# Prussia Cove; Cornwall



## chaoticreason (Oct 20, 2010)

I have had these pic's on my drive for a year or so now,But thought; No! don't upload them.
Well! over a year has gone by and
no revisit where the sun has swung asunder and the eye has no glance upon the glow of the sun. 
So here it is...
Originally a herring/Sardine fishing spot,(man killed them off) the place now lies as a relic to man's greed and need...


Entrance!






The harbour for one boat at a time...


----------



## evilnoodle (Oct 20, 2010)

Cool. Are any of the buildings cottages, or just storage/work areas?


----------



## chaoticreason (Oct 20, 2010)

they are just storage area's,If the place is still used it would be for lobster or crab,and that I think for the table not any comercial gain.


----------



## cloisters (Oct 20, 2010)

These are a bit special. I'd happily set up camp in the second cottage down. Lovely stuff.


----------



## muppet (Oct 21, 2010)

good find thanks for sharing


----------



## Foxylady (Oct 22, 2010)

Great stuff, Chaotic. Not many of these places left now and I'm amazed at the amount of buildings still remaining. I've been doing a bit of research about them recently as there's an old Devon one (for herring & mackeral, I'm guessing) just down the coast from me that I need to visit.
Cheers.


----------



## Cruachan (Oct 22, 2010)

chaoticreason said:


> Originally a herring/Sardine fishing spot,(man killed them off) the place now lies as a relic to man's greed and need...

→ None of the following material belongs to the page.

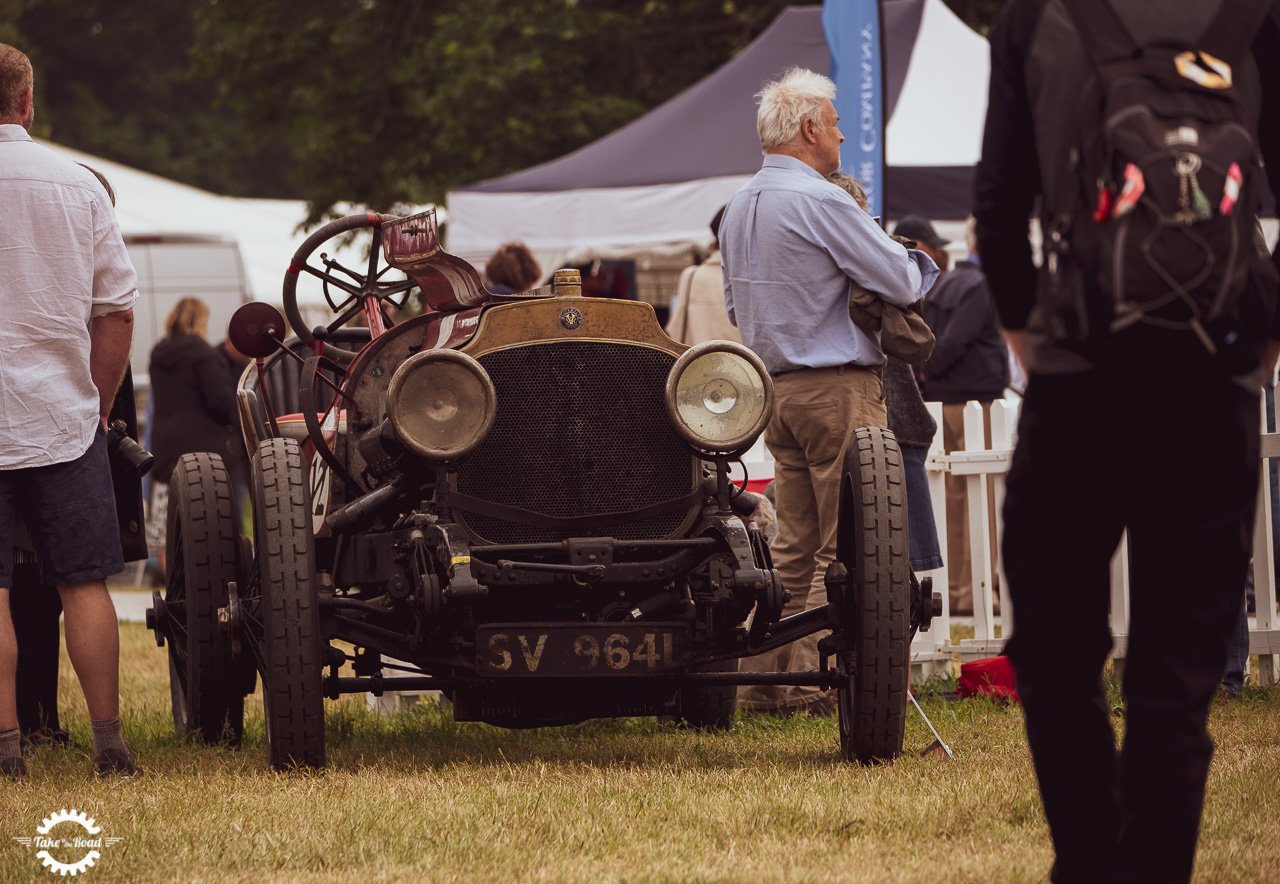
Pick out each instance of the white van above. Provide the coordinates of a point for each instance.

And also famous as the spot at which HMS Warspite ran aground in 1947 on her way to Faslane to be scrapped. 

J


----------



## hydealfred (Oct 22, 2010)

Nice little staionary petrol engine - shame its rusting away


----------



## highcannons (Nov 1, 2010)

*H.M.S. Warspite*

Re: HMS Warspite on the way to the scrappy running aground at Prussia Cove. She was Queen Elizabeth class and fought at Jutland in the first war, refurbished and spent loads of time in the Med.


----------



## Scaramanger (Nov 1, 2010)

It sure is a nice place with lots of expensive houses. Although in bad weather it can be a bit bleak


----------



## Burnsie (Dec 7, 2010)

Thanks a lot for this post Chaoticreason some really good shots!


----------



## slick63 (Feb 9, 2011)

That`s a lovely spot, I was only sat outside those sheds in November having some scoff after walking round the coast. It`s also the spot where they filmed the movie 'Ladies in Lavender' starring Judi Dench.


----------